3 Temmuz 2011 sabahı başlayan “futbolda şike kumpası” soruşturması, Fenerbahçe’den Beşiktaş’a uzanan gözaltı ve tutuklamalarla Türk futbolunda bir kırılma yarattı. Yıllar sonra bu davanın kumpas olduğu iddiasıyla açılan davada ise binlerce yıla varan cezalar verildi. Bu süreçte yaşananlar, bu sabahki gözaltılarla birlikte yeniden gündeme geldi.

Türk futbolu 3 Temmuz 2011 sabahı büyük bir şok yaşadı. Her şey dönemin özel yetkili İstanbul Cumhuriyet Savcısı Zekeriya Öz’ün talimatıyla başlatıldı.

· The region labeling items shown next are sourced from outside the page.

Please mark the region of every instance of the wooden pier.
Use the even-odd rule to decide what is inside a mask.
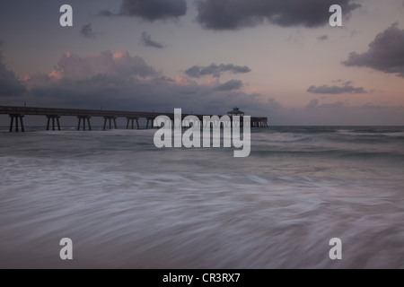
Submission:
[[[25,116],[43,116],[46,117],[47,130],[50,129],[61,130],[61,117],[76,117],[78,119],[77,130],[92,130],[91,119],[92,117],[102,117],[104,119],[103,130],[118,128],[117,119],[119,117],[126,118],[127,121],[127,129],[135,129],[135,122],[136,128],[140,129],[139,119],[144,118],[147,121],[147,128],[154,128],[154,121],[159,116],[166,116],[171,119],[174,118],[173,113],[155,113],[155,112],[133,112],[133,111],[118,111],[118,110],[96,110],[96,109],[51,109],[51,108],[32,108],[32,107],[9,107],[0,106],[0,114],[9,115],[10,117],[10,132],[25,132],[23,118]],[[207,115],[191,115],[182,114],[182,118],[188,116],[195,116],[201,121],[204,116]],[[50,126],[50,123],[52,126]],[[268,117],[251,117],[251,127],[268,127]]]

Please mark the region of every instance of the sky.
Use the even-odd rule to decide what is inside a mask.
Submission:
[[[403,126],[404,1],[0,0],[0,105],[24,102]]]

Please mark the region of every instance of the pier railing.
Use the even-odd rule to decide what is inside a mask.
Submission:
[[[11,107],[0,106],[0,114],[10,116],[10,132],[15,127],[15,131],[24,132],[23,117],[25,116],[44,116],[48,119],[47,130],[49,130],[50,124],[52,124],[52,130],[58,130],[60,127],[61,117],[77,117],[78,126],[77,130],[92,130],[91,118],[103,117],[103,129],[107,128],[109,123],[110,129],[117,126],[117,118],[123,117],[127,120],[127,129],[135,129],[135,121],[136,128],[140,129],[139,119],[145,118],[147,121],[146,128],[154,128],[154,120],[159,116],[166,116],[170,118],[174,118],[174,113],[156,113],[156,112],[136,112],[136,111],[119,111],[119,110],[101,110],[101,109],[53,109],[53,108],[33,108],[33,107]],[[182,114],[182,117],[188,116],[198,117],[200,120],[206,115],[195,114]],[[113,122],[113,126],[112,126]],[[151,124],[150,124],[151,123]],[[131,125],[130,125],[131,124]],[[251,117],[251,127],[268,127],[268,117]]]

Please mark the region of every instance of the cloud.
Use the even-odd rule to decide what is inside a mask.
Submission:
[[[101,16],[101,17],[114,17],[114,16],[119,16],[119,14],[117,14],[116,13],[113,13],[110,10],[108,9],[103,9],[103,10],[100,10],[97,13],[96,16]]]
[[[0,48],[4,42],[0,39]],[[0,97],[21,96],[25,91],[25,87],[21,83],[15,74],[7,68],[3,62],[3,51],[0,49]]]
[[[244,65],[216,65],[211,64],[208,66],[194,65],[193,67],[185,71],[185,74],[193,78],[200,78],[205,75],[213,75],[215,78],[219,78],[223,73],[230,72],[233,74],[246,74],[251,72],[251,70]]]
[[[187,13],[186,0],[124,0],[119,13],[108,9],[100,11],[99,16],[140,17],[154,22],[178,18]]]
[[[321,93],[321,94],[331,94],[338,95],[341,93],[367,93],[367,91],[363,88],[356,88],[351,81],[346,82],[343,86],[329,86],[322,85],[321,87],[316,87],[314,85],[307,89],[306,91],[310,93]]]
[[[398,74],[404,78],[404,30],[392,24],[378,34],[369,44],[369,49],[363,54],[352,52],[347,60],[342,62],[346,66],[364,66],[386,74]]]
[[[124,51],[105,51],[85,57],[66,52],[57,63],[57,68],[49,74],[49,77],[56,80],[83,80],[101,74],[122,78],[146,78],[158,74],[142,57],[131,57]]]
[[[215,91],[234,91],[242,89],[243,86],[242,81],[231,80],[224,83],[219,84],[215,88]]]
[[[87,39],[95,39],[98,36],[98,33],[92,30],[92,23],[83,25],[80,30],[80,34]]]
[[[206,29],[239,30],[265,22],[282,27],[319,27],[329,23],[332,4],[339,4],[344,16],[360,7],[352,0],[196,0],[197,21]]]
[[[269,110],[260,95],[242,91],[241,81],[198,83],[186,75],[167,77],[125,51],[88,57],[67,52],[53,71],[27,76],[24,84],[27,100],[44,107],[223,114],[240,106],[263,116]]]
[[[306,106],[306,109],[313,109],[319,106],[319,100],[313,99]]]
[[[329,39],[329,36],[327,36],[327,35],[322,35],[322,36],[317,37],[317,39],[319,41],[325,41],[328,39]]]
[[[150,36],[150,34],[147,32],[142,33],[141,40],[142,40],[142,44],[145,47],[154,47],[154,48],[165,48],[165,46],[162,45],[162,43],[154,41],[152,39],[152,36]]]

İstanbul Cumhuriyet Başsavcılığı ile İstanbul Emniyet Müdürlüğü koordinesinde yürütülen soruşturma kapsamında 11 ilde operasyon düzenlendi. Aralarında Fenerbahçe Başkanı Aziz Yıldırım, Fenerbahçe yöneticisi Şekip Mosturoğlu, Beşiktaş Asbaşkanı Serdal Adalı, Sivasspor Başkanı Mecnun Odyakmaz, futbolcular Emmanuel Emenike ve Sezer Öztürk’ün de bulunduğu çok sayıda isim gözaltına alındı.

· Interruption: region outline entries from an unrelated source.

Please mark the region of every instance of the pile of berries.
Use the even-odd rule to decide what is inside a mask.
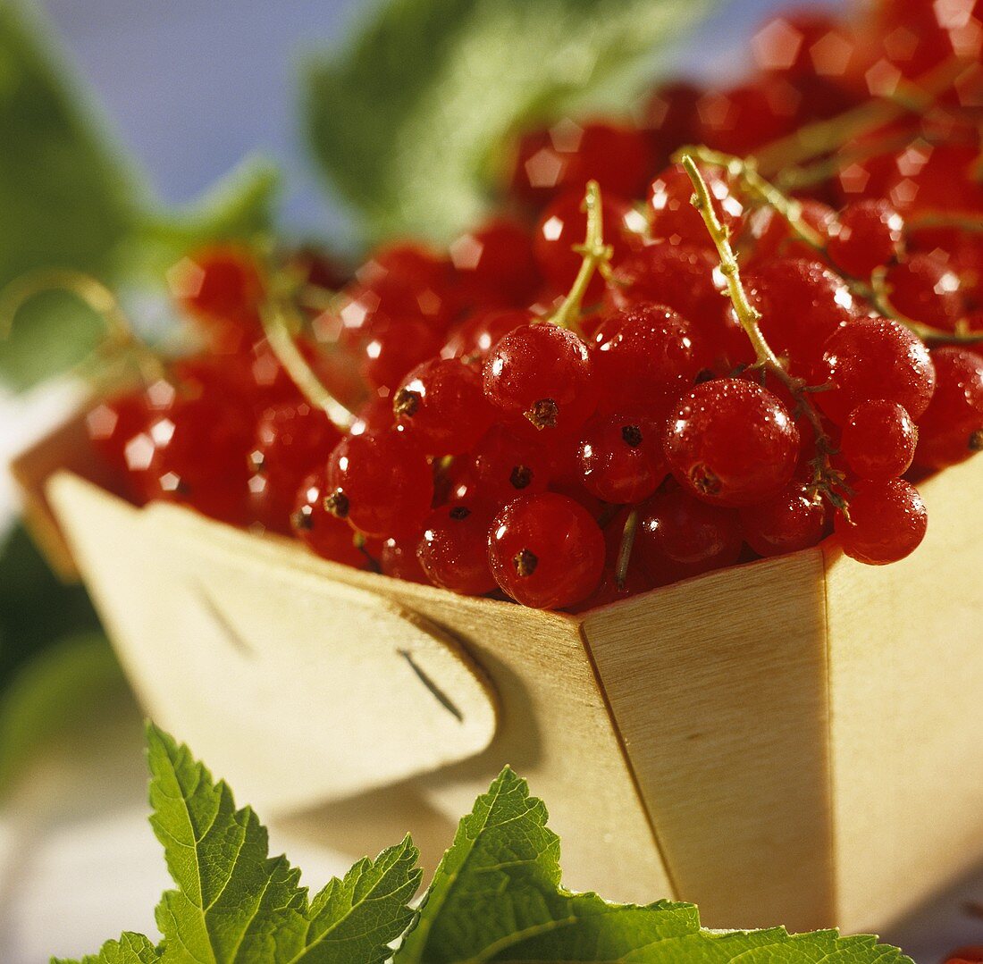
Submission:
[[[202,349],[93,443],[137,502],[543,608],[900,559],[912,481],[983,447],[981,45],[981,0],[781,17],[737,86],[527,134],[445,251],[200,252]]]

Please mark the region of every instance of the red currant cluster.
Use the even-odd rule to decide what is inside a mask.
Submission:
[[[981,44],[981,0],[779,18],[738,86],[524,137],[445,252],[201,253],[205,349],[93,441],[138,501],[544,608],[833,530],[900,559],[908,480],[983,447]]]

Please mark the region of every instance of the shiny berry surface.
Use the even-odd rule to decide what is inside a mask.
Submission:
[[[404,583],[429,586],[430,579],[417,558],[419,536],[385,539],[378,550],[378,566],[383,576],[401,579]]]
[[[952,330],[962,316],[959,276],[944,257],[912,255],[887,274],[891,304],[905,317]]]
[[[494,421],[482,376],[459,359],[432,359],[417,366],[392,396],[396,425],[427,455],[460,455]]]
[[[730,231],[735,231],[744,207],[730,193],[726,179],[715,169],[704,172],[714,199],[717,216]],[[693,183],[678,164],[666,168],[649,186],[652,234],[671,245],[694,245],[712,250],[714,242],[707,232],[700,212],[690,203]]]
[[[886,200],[847,204],[828,229],[827,254],[846,274],[869,278],[898,254],[904,222]]]
[[[662,426],[609,416],[587,425],[578,450],[584,487],[604,502],[647,499],[668,475]]]
[[[294,496],[290,515],[293,534],[323,559],[355,569],[370,568],[368,556],[356,545],[351,526],[324,507],[324,498],[329,493],[323,471],[312,473],[303,480]]]
[[[591,355],[602,412],[667,411],[701,367],[689,322],[644,302],[607,315]]]
[[[489,533],[494,512],[480,502],[452,502],[424,523],[417,557],[434,586],[484,595],[497,583],[489,567]]]
[[[407,317],[380,322],[366,342],[362,374],[373,388],[395,389],[439,348],[440,336],[425,321]]]
[[[826,535],[827,510],[822,498],[792,482],[778,495],[740,510],[744,541],[758,555],[784,555],[816,545]]]
[[[210,395],[177,398],[127,443],[127,465],[145,501],[182,502],[243,525],[252,417]]]
[[[290,514],[301,482],[327,461],[341,432],[321,409],[306,402],[267,409],[256,425],[249,453],[255,519],[272,532],[290,533]]]
[[[839,425],[861,402],[883,398],[902,406],[916,422],[935,389],[935,369],[925,344],[896,321],[860,318],[826,343],[816,384],[823,411]]]
[[[918,429],[896,402],[861,402],[843,424],[839,451],[861,479],[896,479],[911,466]]]
[[[423,451],[393,429],[343,438],[328,459],[327,483],[328,509],[378,539],[418,529],[434,498],[434,477]]]
[[[489,564],[499,588],[537,609],[564,609],[601,581],[605,539],[587,510],[554,492],[513,499],[494,518]]]
[[[900,479],[857,482],[849,500],[849,520],[841,512],[836,519],[843,551],[872,566],[910,555],[927,528],[928,513],[918,489]]]
[[[516,221],[490,221],[457,237],[448,252],[466,303],[523,308],[542,284],[533,239]]]
[[[750,505],[791,480],[799,433],[785,407],[760,385],[718,378],[697,385],[670,415],[665,437],[673,476],[717,505]]]
[[[656,586],[732,565],[741,548],[737,513],[682,489],[640,507],[634,552]]]
[[[827,339],[856,314],[842,279],[815,260],[776,258],[749,271],[745,287],[769,345],[796,373],[822,358]]]
[[[572,331],[543,322],[505,335],[482,369],[485,395],[504,415],[570,431],[598,403],[590,353]]]
[[[915,460],[944,469],[983,450],[983,357],[946,346],[932,352],[935,394],[918,420]]]
[[[553,475],[549,446],[500,424],[479,440],[467,465],[475,493],[496,504],[545,491]]]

Operasyonun, Organize Suçlarla Mücadele Şube Müdürlüğü’nün “8 aylık çalışma” yürüttüğü iddiasıyla planlandığı açıklanmış; “şike yapmak, teşvik primi vermek için organize suç örgütü kurmak” suçlaması dosyanın merkezine yerleşmişti.

Gözaltına alınan iş insanı ve Fenerbahçe Spor Kulübü Başkanı Sadettin Saran’ın İstanbul’daki Çağlayan Adliyesi’ne getirileceği sırada 3 Temmuz dosyasında yeni bir soruşturma başlatıldı. “Şike kumpası” soruşturmasında kilit noktalarda görev yapan eski TFF Başkan Vekili Lütfi Arıboğan, eski TFF Genel Sekreteri Ebru Köksal, Türkiye Milli Olimpiyat Komitesi Başkanı Ahmet Gülüm ile eski TFF Baş Hukuk Müşaviri İlhan Helvacı, Mehmet Baransu ile irtibatlı oldukları iddiasıyla, “FETÖ/PDY silahlı terör örgütüne yardım” suçlamasıyla gözaltına alındı.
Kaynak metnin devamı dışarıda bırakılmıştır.